There were limitations to our study. Approximately one-third of patients having surgery under regional anaesthesia are highly anxious before surgery, with a higher incidence in women. This anxiety can affect patients' understanding and recall of information, and their ability to give informed consent.36–38 Audiovisual information reduces pre- and postoperative anxiety and can be particularly useful to those with reading, comprehension difficulties, or both.39,40 Economic issues are a continual pressure on healthcare. An information film is an efficient and convenient way to inform patients and reduce their anxiety. This can easily be carried out in the preoperative assessment clinic, allowing adequate time for reflection before surgery, which might make the information received more effective.
- The pre-anaesthetic film was shown to participants in the preoperative assessment clinic 2 weeks before the day of surgery; we could not control information received by the patients in the interval leading up to surgery, which could have affected the results.
- Patients undergoing upper and lower limb surgery could differ in their anxiety responses and we chose to merge these two groups in order to provide a cross-section of patients undergoing regional anaesthesia, rather than one specific type. Despite these possible differences between the groups, we feel that this makes the study results more applicable to a general population of patients undergoing procedures under regional anaesthesia. We did not find a significant effect on patients' anxiety after splitting patients into the SA and PNB groups; however, as we had not powered the study to look for this difference, the negative finding is likely to reflect the small size of these subgroups. Further studies would be required to demonstrate any of these effects on anxiety.
- We wished to include all patients attending for surgery and thus we did not power the study to show the effect of previous surgical experience on anxiety; analysis of these sub-groups did not show a significant difference. Although previous studies have demonstrated variable effects of previous surgery on perioperative anxiety,3,23,26 we feel that these patients tend to be less anxious, which would tend to produce a larger difference in the groups.
- Viewing an educational video about anaesthesia can improve patients' knowledge and understanding;23,33–35 however, we did not examine how much information our study group retained.
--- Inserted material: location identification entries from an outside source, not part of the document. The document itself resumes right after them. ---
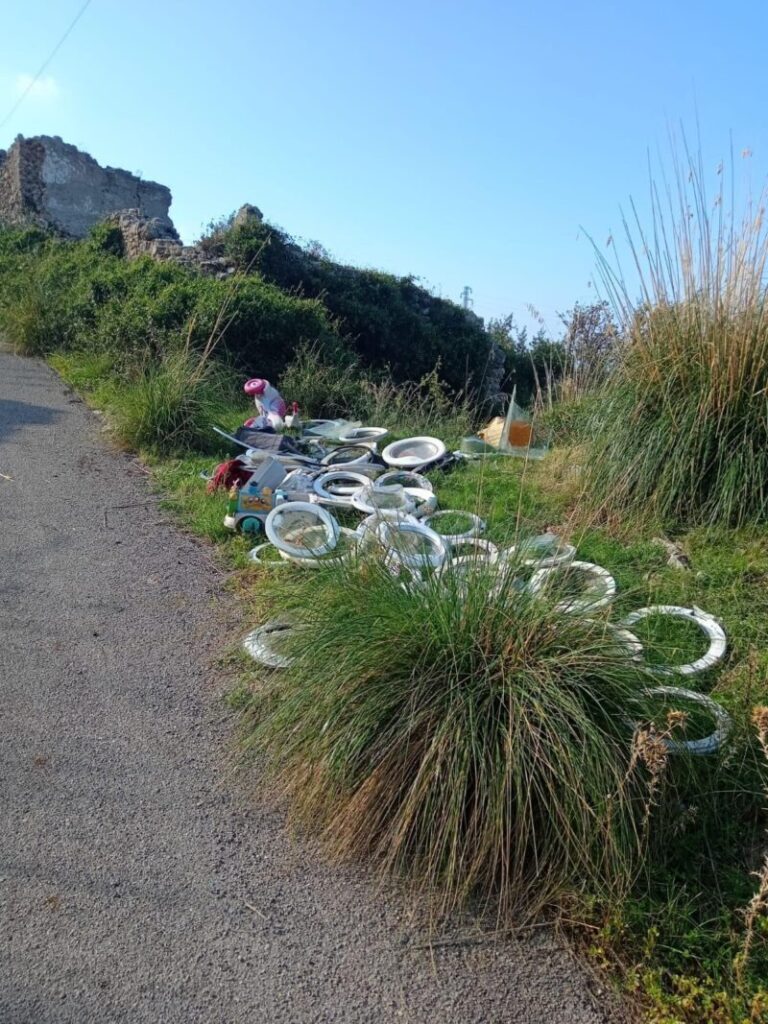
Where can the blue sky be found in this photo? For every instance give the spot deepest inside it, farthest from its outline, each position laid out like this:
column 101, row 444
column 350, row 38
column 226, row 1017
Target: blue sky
column 465, row 143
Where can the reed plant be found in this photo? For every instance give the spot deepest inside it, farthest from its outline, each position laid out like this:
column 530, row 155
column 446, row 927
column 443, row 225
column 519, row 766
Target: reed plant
column 682, row 428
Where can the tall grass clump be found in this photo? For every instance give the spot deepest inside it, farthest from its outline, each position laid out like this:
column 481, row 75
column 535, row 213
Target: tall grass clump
column 171, row 402
column 333, row 383
column 461, row 734
column 682, row 431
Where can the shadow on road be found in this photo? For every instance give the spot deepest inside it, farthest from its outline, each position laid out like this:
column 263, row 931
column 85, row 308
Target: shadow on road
column 16, row 415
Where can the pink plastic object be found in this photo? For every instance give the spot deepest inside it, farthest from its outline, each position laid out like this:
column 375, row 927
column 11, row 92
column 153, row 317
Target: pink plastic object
column 269, row 402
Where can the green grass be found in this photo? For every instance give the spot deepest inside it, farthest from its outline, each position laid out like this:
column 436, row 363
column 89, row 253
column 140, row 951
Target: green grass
column 675, row 934
column 472, row 740
column 678, row 931
column 681, row 431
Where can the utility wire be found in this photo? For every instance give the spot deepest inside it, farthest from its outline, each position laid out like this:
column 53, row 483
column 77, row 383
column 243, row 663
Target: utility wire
column 45, row 64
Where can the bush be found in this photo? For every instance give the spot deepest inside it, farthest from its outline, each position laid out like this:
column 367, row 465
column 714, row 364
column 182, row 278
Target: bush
column 171, row 404
column 682, row 431
column 80, row 296
column 390, row 323
column 334, row 384
column 470, row 738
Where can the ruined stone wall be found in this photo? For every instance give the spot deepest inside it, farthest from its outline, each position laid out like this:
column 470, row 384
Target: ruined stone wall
column 150, row 237
column 48, row 182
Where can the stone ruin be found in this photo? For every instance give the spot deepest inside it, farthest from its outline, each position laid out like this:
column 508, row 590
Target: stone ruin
column 148, row 237
column 48, row 183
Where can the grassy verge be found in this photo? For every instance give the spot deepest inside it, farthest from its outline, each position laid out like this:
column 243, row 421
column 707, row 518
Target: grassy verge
column 675, row 937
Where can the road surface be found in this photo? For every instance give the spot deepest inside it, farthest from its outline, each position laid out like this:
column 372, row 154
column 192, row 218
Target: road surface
column 139, row 881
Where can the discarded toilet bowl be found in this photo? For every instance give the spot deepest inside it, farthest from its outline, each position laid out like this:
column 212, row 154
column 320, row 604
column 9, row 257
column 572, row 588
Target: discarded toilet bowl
column 600, row 589
column 544, row 551
column 260, row 644
column 372, row 499
column 707, row 623
column 347, row 455
column 425, row 501
column 413, row 452
column 364, row 435
column 406, row 478
column 345, row 551
column 475, row 525
column 413, row 544
column 302, row 528
column 708, row 744
column 339, row 484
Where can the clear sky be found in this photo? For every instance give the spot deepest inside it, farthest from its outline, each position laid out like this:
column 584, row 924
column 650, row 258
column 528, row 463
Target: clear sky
column 465, row 143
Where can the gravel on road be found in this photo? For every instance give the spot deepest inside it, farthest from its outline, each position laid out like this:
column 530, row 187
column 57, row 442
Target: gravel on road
column 139, row 882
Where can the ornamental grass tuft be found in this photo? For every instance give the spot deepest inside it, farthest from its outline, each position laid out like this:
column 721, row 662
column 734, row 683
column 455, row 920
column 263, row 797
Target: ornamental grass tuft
column 460, row 733
column 682, row 430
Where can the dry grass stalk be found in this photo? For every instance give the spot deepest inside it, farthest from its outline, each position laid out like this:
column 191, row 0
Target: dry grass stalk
column 758, row 905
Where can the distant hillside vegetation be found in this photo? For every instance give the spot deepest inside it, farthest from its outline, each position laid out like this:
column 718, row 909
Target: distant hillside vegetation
column 386, row 321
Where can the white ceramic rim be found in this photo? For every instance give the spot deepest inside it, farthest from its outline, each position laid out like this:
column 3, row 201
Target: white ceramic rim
column 604, row 584
column 321, row 484
column 566, row 554
column 707, row 623
column 413, row 561
column 708, row 744
column 359, row 501
column 257, row 644
column 390, row 457
column 334, row 558
column 364, row 435
column 365, row 456
column 417, row 480
column 477, row 527
column 325, row 517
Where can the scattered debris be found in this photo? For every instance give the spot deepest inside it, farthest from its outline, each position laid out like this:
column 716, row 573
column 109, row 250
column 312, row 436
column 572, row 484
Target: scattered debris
column 678, row 558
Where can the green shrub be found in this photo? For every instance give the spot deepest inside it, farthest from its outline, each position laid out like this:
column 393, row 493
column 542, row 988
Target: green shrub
column 391, row 323
column 80, row 296
column 468, row 737
column 682, row 432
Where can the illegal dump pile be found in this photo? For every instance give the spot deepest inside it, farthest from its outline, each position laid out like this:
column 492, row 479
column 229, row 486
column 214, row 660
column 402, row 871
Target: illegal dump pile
column 463, row 712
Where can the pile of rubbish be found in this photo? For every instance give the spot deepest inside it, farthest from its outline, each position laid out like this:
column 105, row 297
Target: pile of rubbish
column 292, row 486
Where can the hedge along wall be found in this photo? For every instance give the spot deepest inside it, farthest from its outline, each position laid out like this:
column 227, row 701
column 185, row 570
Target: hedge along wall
column 387, row 321
column 81, row 295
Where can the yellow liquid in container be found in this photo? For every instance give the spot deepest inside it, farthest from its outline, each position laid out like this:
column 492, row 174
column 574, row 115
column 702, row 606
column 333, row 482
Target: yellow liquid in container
column 520, row 433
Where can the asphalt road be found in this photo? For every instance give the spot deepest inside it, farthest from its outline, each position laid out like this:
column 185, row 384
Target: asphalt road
column 139, row 881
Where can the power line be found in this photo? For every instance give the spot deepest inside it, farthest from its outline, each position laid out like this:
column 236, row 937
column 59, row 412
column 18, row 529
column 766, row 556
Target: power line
column 45, row 64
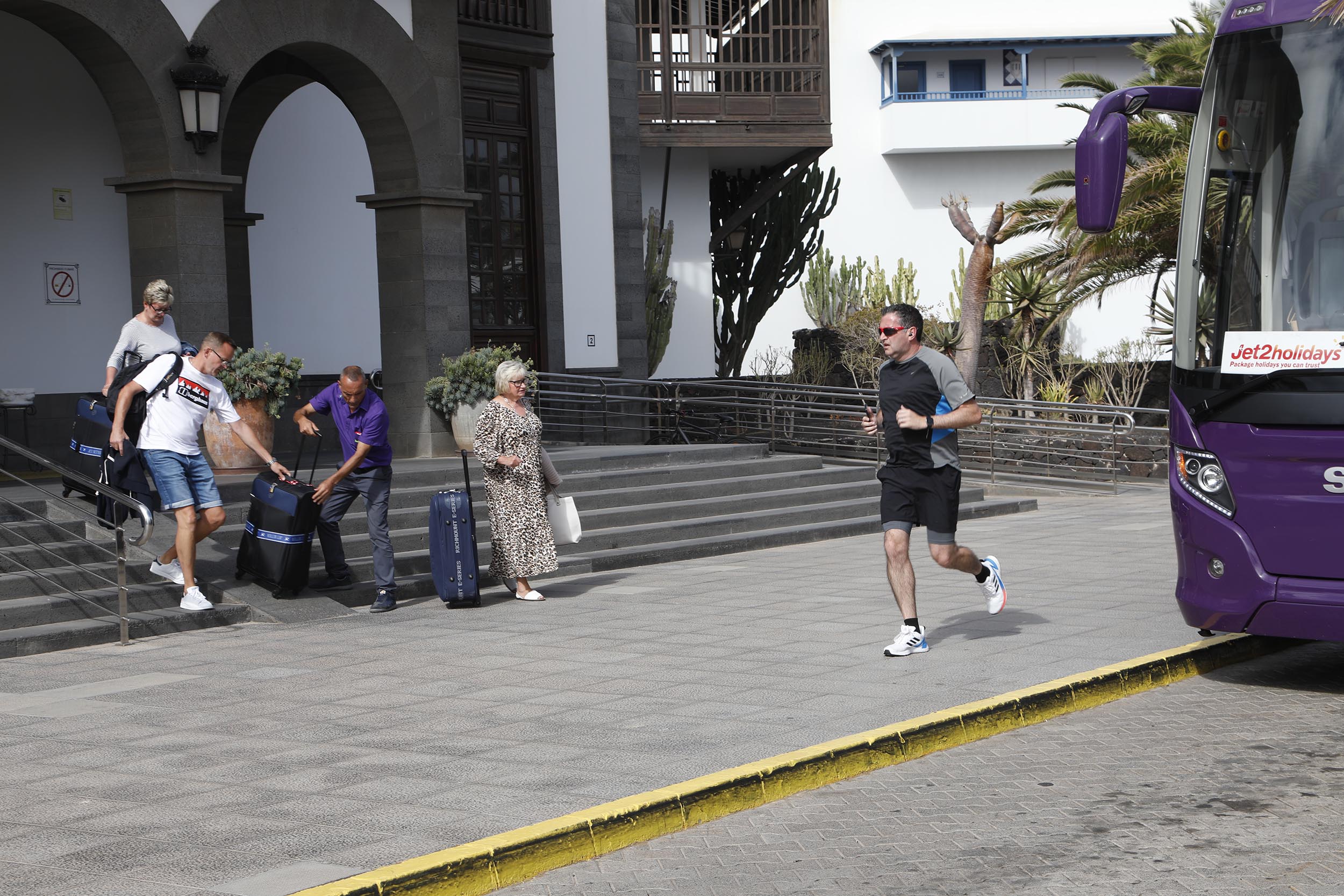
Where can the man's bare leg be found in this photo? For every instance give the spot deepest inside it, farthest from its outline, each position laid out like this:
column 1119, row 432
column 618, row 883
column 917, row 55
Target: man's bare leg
column 953, row 556
column 901, row 575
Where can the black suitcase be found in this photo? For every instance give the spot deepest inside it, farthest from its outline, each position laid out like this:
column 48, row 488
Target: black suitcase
column 277, row 544
column 88, row 440
column 453, row 559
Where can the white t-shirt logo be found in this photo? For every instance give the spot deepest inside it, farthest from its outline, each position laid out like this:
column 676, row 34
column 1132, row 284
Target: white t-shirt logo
column 194, row 393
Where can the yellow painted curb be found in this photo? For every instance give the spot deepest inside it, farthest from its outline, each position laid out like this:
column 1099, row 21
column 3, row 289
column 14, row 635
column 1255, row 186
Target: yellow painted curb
column 514, row 856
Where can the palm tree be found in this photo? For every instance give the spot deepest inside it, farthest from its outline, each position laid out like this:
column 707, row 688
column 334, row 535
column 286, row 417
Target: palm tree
column 1143, row 242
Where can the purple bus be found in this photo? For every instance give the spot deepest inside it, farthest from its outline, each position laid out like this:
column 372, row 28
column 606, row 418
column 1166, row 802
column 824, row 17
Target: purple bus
column 1257, row 397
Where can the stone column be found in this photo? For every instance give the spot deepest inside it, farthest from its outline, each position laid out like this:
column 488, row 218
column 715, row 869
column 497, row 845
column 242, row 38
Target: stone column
column 424, row 307
column 238, row 265
column 176, row 232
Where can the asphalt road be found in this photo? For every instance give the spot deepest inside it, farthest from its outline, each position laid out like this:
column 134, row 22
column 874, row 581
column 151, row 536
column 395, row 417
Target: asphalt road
column 1227, row 784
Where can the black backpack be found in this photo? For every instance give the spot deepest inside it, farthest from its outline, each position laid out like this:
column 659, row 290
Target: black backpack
column 140, row 402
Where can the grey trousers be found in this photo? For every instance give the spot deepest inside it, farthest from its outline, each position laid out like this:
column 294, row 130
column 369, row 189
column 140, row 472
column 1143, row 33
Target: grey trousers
column 375, row 486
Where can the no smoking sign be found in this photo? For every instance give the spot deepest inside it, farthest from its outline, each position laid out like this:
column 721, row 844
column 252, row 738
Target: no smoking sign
column 62, row 284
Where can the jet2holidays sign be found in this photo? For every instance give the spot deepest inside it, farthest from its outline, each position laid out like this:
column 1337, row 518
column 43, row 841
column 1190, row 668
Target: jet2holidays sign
column 1268, row 351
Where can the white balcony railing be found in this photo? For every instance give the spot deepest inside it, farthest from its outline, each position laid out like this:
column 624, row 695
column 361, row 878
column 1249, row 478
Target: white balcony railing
column 953, row 96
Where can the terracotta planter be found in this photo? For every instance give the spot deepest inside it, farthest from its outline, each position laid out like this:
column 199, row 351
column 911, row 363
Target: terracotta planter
column 227, row 453
column 464, row 424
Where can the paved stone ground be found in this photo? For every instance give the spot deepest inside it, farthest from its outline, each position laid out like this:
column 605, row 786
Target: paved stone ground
column 267, row 758
column 1227, row 784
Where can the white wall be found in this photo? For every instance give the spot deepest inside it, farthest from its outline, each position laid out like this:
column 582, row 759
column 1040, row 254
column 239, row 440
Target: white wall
column 190, row 12
column 313, row 257
column 584, row 151
column 889, row 206
column 691, row 346
column 57, row 132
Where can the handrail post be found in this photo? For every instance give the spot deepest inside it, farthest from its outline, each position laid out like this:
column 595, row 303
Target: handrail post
column 123, row 609
column 606, row 431
column 1114, row 457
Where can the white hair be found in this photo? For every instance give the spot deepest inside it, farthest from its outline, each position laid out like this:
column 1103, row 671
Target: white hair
column 158, row 292
column 509, row 371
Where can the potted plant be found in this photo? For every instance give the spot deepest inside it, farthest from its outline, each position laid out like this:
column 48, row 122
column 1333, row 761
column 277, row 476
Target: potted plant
column 468, row 382
column 259, row 382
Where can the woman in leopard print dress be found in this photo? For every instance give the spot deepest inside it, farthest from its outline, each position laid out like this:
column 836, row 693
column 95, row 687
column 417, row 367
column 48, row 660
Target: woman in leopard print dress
column 509, row 445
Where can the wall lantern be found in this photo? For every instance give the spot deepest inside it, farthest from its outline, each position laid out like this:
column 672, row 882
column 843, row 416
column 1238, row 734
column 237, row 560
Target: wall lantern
column 199, row 85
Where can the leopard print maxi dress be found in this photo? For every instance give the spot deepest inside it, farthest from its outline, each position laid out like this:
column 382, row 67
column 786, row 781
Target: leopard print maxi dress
column 522, row 543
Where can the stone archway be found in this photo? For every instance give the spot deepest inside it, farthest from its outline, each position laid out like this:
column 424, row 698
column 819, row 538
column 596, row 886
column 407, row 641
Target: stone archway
column 405, row 101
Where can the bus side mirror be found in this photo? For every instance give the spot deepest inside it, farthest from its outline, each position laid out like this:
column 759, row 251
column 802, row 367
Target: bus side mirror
column 1103, row 148
column 1100, row 173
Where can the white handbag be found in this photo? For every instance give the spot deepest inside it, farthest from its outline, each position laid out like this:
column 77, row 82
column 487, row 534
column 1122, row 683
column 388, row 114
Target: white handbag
column 565, row 519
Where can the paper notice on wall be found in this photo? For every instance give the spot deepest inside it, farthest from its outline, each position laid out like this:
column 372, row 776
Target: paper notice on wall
column 62, row 284
column 62, row 203
column 1268, row 351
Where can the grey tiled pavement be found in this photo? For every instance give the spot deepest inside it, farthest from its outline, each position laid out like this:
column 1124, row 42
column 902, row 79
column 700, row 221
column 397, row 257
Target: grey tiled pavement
column 1229, row 784
column 265, row 758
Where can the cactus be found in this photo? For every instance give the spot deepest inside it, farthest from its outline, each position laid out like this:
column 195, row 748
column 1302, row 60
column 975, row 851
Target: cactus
column 660, row 289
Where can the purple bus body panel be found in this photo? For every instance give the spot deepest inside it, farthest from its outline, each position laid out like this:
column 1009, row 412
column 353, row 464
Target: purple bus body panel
column 1277, row 12
column 1280, row 524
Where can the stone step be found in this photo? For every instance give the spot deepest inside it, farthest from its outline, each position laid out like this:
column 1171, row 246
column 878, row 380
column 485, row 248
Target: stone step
column 19, row 613
column 81, row 633
column 655, row 462
column 418, row 580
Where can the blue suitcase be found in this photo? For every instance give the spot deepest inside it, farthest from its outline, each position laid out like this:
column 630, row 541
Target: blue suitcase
column 88, row 440
column 277, row 543
column 452, row 546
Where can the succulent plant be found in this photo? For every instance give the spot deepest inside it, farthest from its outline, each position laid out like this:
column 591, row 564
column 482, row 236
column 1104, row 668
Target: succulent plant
column 259, row 372
column 469, row 378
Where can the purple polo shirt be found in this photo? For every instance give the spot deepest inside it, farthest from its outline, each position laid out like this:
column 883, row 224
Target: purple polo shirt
column 367, row 424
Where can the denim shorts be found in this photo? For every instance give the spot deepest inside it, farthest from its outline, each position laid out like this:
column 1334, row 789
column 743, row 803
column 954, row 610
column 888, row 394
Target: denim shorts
column 183, row 480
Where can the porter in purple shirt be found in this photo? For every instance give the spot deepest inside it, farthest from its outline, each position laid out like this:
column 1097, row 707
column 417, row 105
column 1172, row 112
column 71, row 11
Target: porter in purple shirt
column 367, row 424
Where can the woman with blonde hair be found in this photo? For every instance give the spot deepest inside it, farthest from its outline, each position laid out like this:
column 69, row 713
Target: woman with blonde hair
column 509, row 445
column 148, row 334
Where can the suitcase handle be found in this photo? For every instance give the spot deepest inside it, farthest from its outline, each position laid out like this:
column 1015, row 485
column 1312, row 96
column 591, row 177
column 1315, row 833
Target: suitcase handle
column 299, row 458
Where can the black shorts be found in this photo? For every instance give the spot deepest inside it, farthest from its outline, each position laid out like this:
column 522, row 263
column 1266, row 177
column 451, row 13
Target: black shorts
column 928, row 497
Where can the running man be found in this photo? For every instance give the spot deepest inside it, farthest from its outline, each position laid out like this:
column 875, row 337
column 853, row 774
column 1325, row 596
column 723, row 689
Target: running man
column 923, row 402
column 170, row 448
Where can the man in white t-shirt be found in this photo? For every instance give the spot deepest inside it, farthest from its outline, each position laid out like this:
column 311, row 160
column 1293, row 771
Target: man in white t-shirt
column 168, row 444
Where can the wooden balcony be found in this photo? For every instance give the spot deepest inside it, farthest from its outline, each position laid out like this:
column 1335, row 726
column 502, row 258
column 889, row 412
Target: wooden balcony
column 734, row 73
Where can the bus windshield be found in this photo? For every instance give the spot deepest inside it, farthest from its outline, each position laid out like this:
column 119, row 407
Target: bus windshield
column 1272, row 256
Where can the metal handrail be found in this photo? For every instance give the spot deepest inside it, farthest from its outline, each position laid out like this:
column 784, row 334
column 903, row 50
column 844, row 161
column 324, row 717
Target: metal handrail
column 117, row 496
column 1018, row 439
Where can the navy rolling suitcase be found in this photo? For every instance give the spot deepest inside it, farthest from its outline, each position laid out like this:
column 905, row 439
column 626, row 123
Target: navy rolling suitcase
column 277, row 544
column 452, row 546
column 88, row 440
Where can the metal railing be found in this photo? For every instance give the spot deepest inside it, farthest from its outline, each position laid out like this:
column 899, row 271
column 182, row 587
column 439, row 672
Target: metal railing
column 1019, row 441
column 119, row 554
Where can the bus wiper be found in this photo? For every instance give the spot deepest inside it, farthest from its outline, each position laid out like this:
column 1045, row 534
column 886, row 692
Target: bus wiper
column 1210, row 405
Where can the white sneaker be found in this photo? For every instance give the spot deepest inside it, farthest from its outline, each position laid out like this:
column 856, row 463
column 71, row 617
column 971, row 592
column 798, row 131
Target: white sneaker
column 171, row 571
column 194, row 599
column 996, row 596
column 909, row 640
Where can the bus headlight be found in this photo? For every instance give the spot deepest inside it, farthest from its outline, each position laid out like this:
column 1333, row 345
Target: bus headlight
column 1202, row 476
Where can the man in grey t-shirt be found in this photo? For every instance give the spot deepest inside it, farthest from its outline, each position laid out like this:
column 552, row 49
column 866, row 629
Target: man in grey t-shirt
column 923, row 404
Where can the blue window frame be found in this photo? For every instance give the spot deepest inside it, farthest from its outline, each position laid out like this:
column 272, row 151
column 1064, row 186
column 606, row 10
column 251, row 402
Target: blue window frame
column 968, row 78
column 912, row 80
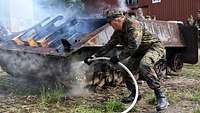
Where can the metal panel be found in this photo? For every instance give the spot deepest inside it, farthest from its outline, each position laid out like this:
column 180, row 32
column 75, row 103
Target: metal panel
column 171, row 9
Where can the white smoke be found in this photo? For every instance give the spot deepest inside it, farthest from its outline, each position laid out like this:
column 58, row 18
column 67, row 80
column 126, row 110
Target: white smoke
column 122, row 4
column 78, row 71
column 18, row 15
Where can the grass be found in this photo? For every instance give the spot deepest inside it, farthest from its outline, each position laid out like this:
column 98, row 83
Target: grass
column 196, row 111
column 196, row 95
column 51, row 96
column 113, row 105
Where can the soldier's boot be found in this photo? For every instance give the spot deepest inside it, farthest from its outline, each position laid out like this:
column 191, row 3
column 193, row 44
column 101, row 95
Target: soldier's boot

Such knowledge acquisition may have been a mechanism in reducing anxiety in our study group. This needs to be explored further in patients undergoing surgery under regional anaesthesia.
- Anaesthesia is just one cause of anxiety; we did not explore the effect of other potential sources of anxiety such as surgical techniques, success of the operation, fear of any anticipated complications, or amount of information provided to patients.
- Download convert serial number to date matlab online. Twenty-two patients who were eligible for our study declined to participate; these patients may have been the most anxious and so our population may have been skewed during recruitment.
Acknowledgements
We thank Professor C.D. Spielberger for his advice on use of the STAI tool. We would also like to thank Dr D.M. Levy for his contribution in filming and editing the films.